The report, Protecting smokers, saving lives was approved by the council of
the Royal College of Physicians.
A Health Department spokesman said: "Calls have been made in the past to set
up a Tobacco Regulatory Authority. We do not consider that now is the right
time."
RCP ‘Protecting Smokers’ Report:
<http://www.rcplondon.ac.uk/pubs/books/protsmokers/index.asp>
RCP press release:
<http://www.rcplondon.ac.uk/news/news.asp?PR_id=156>
Source: Daily Telegraph, 11 December 2002
Women, smoking and cancer
Women cigarette smokers face a greater risk of lung cancer than realised,
says a study.
Researchers long suspected that adenocarcinoma, comprising of more than 40
percent of lung cancer in women, was linked to unknown risk factors because
it strikes women who never smoked.
Now Dr Ping Yang of the Mayo Clinic, in Rochester, Minnesota, in a study of
41,000 women to be published in the American Journal of Epidemiology
strongly links adenocarcinoma of the lungs to smoking.
Source: Daily Telegraph, 11 December 2002
Snooker star fails to snooker tobacco companies
The former snooker star Alex Higgins is among about 50 smokers whose actions
for damages brought against a number of tobacco companies have been
dismissed for want of prosecution by the Master of the High Court, reports
the Irish Times.
In the cases dismissed by the Master to date, the cigarettes companies
involved have asked for orders striking out the cases because of a failure
by the smokers to provide statements of their claims.

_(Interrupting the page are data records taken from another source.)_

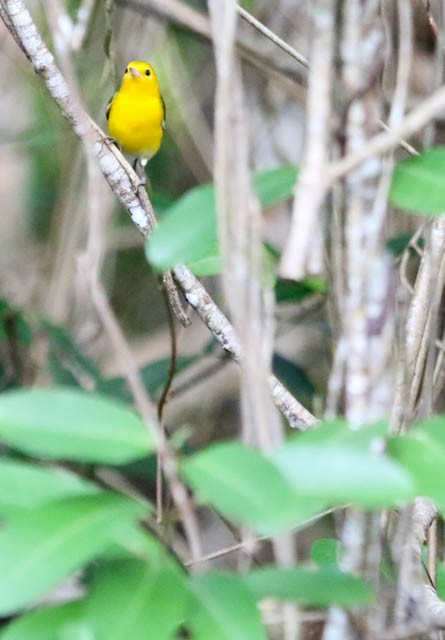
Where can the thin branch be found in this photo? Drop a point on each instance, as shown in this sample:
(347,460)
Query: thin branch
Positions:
(412,123)
(248,17)
(430,18)
(303,250)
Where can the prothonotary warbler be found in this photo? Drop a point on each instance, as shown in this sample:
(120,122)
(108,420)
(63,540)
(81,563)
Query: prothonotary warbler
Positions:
(136,112)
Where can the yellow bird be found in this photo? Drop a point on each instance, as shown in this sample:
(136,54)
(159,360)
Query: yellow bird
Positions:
(136,112)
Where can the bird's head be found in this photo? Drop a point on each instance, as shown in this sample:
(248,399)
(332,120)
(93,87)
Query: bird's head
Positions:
(141,75)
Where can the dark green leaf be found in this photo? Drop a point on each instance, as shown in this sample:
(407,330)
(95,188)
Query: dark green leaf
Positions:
(242,484)
(293,377)
(275,185)
(289,291)
(41,547)
(325,552)
(26,486)
(67,363)
(343,473)
(319,588)
(132,600)
(73,425)
(225,609)
(418,185)
(187,232)
(44,624)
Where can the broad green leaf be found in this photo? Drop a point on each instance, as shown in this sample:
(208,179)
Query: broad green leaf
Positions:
(41,547)
(65,354)
(72,425)
(325,552)
(243,484)
(26,486)
(422,453)
(338,432)
(225,609)
(44,624)
(418,185)
(132,600)
(314,587)
(343,474)
(187,232)
(289,291)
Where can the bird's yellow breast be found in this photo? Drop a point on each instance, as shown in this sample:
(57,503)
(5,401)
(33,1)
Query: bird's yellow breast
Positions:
(136,121)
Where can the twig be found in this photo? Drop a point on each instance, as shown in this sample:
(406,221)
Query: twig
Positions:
(185,16)
(164,395)
(215,320)
(240,545)
(431,21)
(248,17)
(302,252)
(382,142)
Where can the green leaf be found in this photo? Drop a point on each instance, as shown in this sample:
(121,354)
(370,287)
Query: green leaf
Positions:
(73,425)
(26,486)
(187,233)
(422,453)
(343,473)
(325,552)
(338,432)
(319,588)
(133,600)
(242,484)
(65,355)
(39,548)
(289,291)
(418,185)
(225,609)
(44,624)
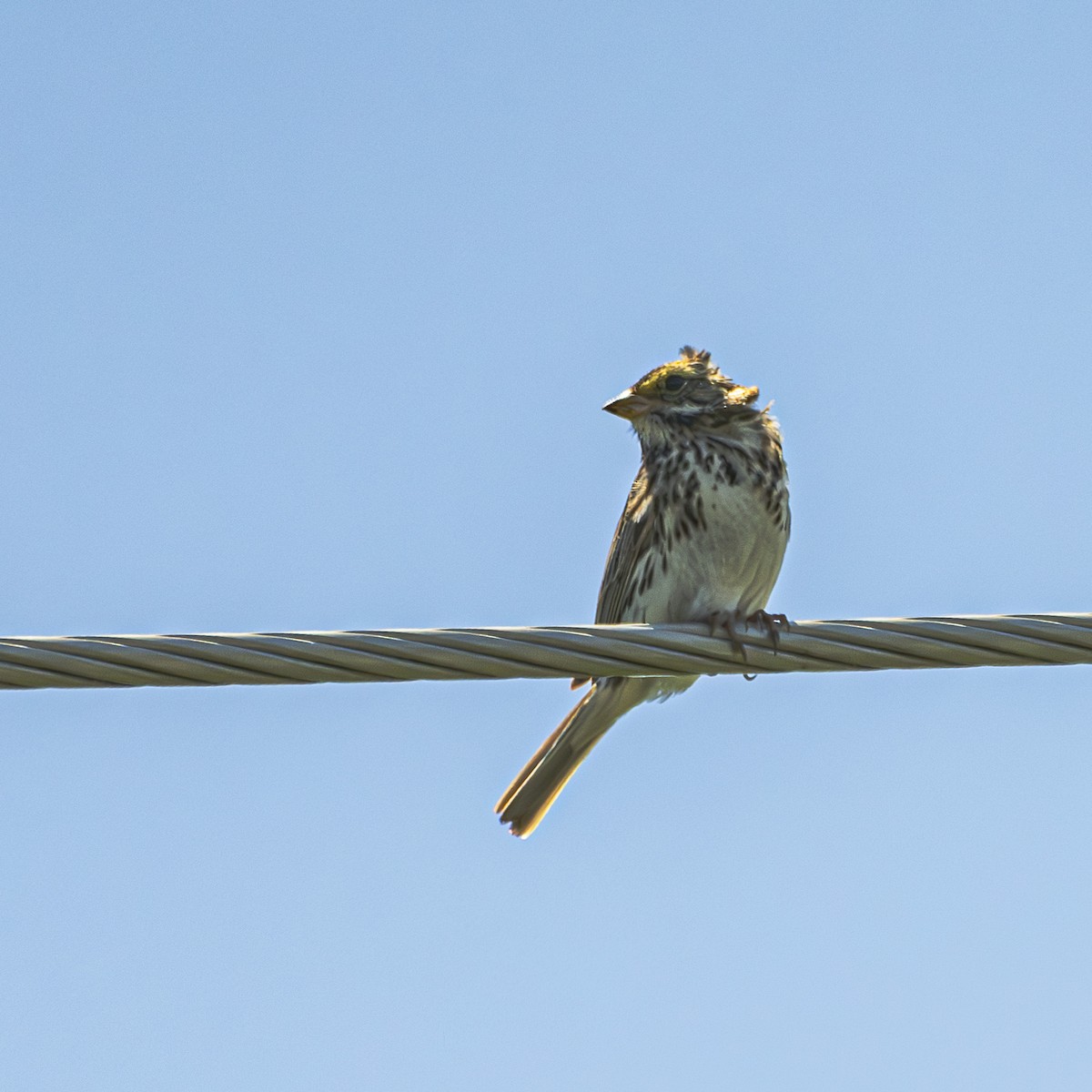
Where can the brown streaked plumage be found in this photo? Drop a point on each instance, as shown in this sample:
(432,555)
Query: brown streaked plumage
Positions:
(702,539)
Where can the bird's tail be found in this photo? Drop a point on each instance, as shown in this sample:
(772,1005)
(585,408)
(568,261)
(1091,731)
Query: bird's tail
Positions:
(539,784)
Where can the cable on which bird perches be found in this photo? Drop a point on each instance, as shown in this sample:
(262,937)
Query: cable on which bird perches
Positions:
(32,663)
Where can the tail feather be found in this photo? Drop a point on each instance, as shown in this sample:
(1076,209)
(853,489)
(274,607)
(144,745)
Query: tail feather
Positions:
(536,786)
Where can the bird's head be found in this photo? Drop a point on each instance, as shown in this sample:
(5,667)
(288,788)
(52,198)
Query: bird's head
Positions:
(682,391)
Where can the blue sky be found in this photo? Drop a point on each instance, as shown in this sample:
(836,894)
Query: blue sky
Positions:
(308,314)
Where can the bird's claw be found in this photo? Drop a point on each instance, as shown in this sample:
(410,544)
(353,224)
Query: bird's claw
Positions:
(732,625)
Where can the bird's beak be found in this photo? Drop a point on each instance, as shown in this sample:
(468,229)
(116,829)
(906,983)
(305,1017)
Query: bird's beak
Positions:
(628,405)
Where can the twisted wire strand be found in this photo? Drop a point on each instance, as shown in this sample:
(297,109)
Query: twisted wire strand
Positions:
(33,663)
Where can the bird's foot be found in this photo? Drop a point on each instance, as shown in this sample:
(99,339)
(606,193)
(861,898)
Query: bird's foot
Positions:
(773,623)
(729,623)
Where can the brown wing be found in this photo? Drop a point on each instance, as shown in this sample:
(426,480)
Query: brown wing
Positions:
(629,545)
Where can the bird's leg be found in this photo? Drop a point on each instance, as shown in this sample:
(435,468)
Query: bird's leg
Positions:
(773,625)
(727,623)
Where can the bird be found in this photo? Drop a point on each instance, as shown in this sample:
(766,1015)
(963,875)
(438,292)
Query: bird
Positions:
(702,540)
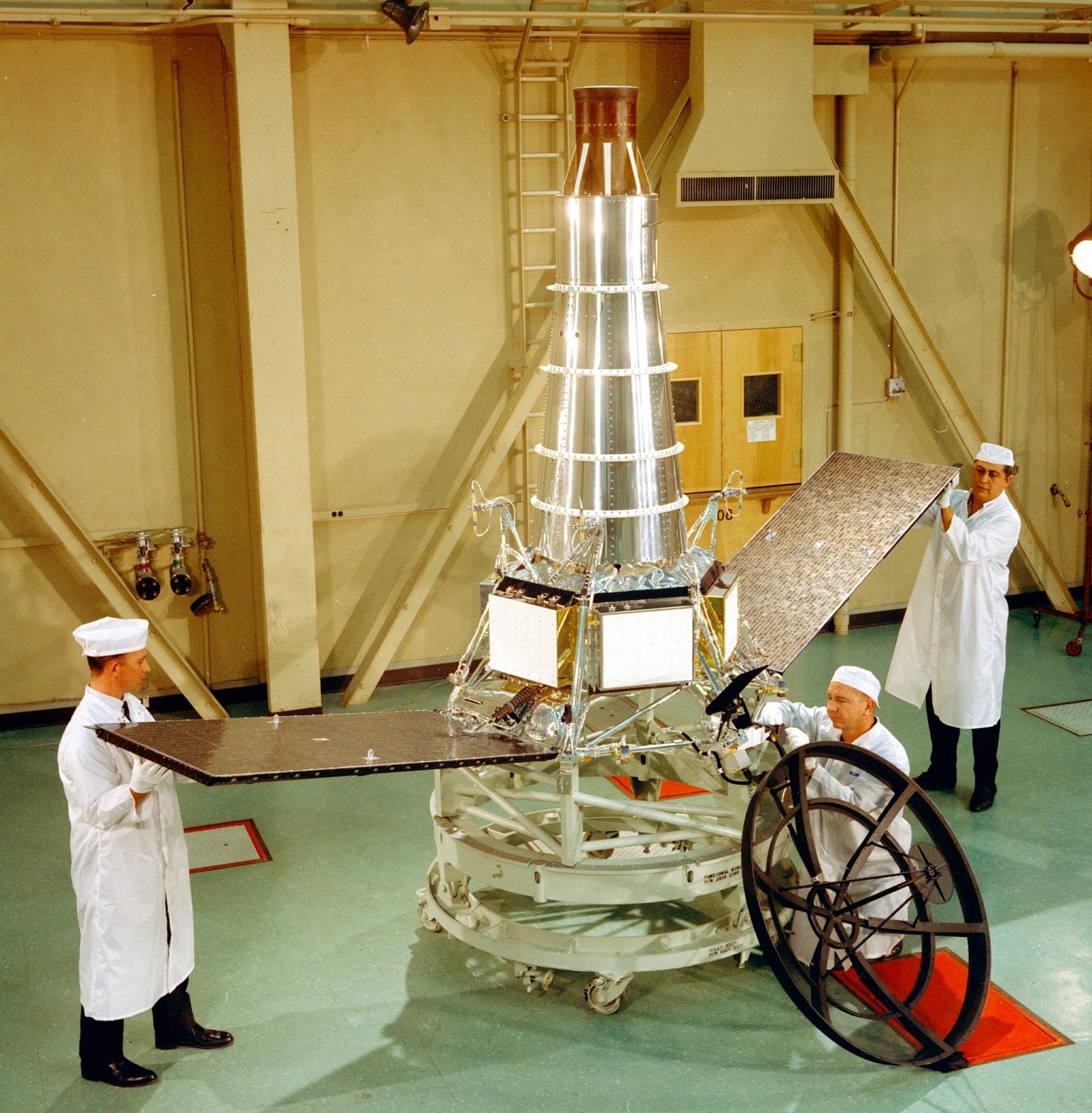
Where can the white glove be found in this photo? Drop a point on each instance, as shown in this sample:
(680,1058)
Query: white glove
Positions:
(770,714)
(795,738)
(146,776)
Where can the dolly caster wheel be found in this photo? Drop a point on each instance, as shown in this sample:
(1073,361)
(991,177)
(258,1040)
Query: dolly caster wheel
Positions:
(604,996)
(426,921)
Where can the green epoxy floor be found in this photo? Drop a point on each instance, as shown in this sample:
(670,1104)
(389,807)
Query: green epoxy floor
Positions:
(340,1001)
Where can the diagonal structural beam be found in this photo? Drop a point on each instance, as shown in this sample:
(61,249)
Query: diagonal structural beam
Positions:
(417,581)
(959,414)
(104,576)
(660,150)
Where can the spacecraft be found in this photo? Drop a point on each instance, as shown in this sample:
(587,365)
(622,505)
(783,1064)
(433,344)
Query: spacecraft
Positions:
(601,796)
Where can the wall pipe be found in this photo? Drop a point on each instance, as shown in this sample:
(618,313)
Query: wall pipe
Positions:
(190,343)
(847,109)
(896,152)
(1010,211)
(57,15)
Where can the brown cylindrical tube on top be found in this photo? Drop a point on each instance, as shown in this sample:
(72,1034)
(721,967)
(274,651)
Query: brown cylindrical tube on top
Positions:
(606,160)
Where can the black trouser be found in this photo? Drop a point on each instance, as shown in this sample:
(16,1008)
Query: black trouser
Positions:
(101,1041)
(946,738)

The actions against the tobacco companies allege negligence and breach of
duty. The appellants claim their health has been damaged by tobacco related
injuries.
Source: The Irish Times, 6 December 2002
TMA ad in House mag
MPs may have voted to ban tobacco advertising - but that hasn’t stopped
their own magazine accepting sponsorship from the smokes industry, says The
Star today.
The January page in their 2003 House Magazine calendar carries an
advertisement from the Tobacco Manufacturers’ Association, which led an
unsuccessful campaign against a ban on tobacco advertising. Clive Bates,
director of ASH said: “It hardly sets a good example.”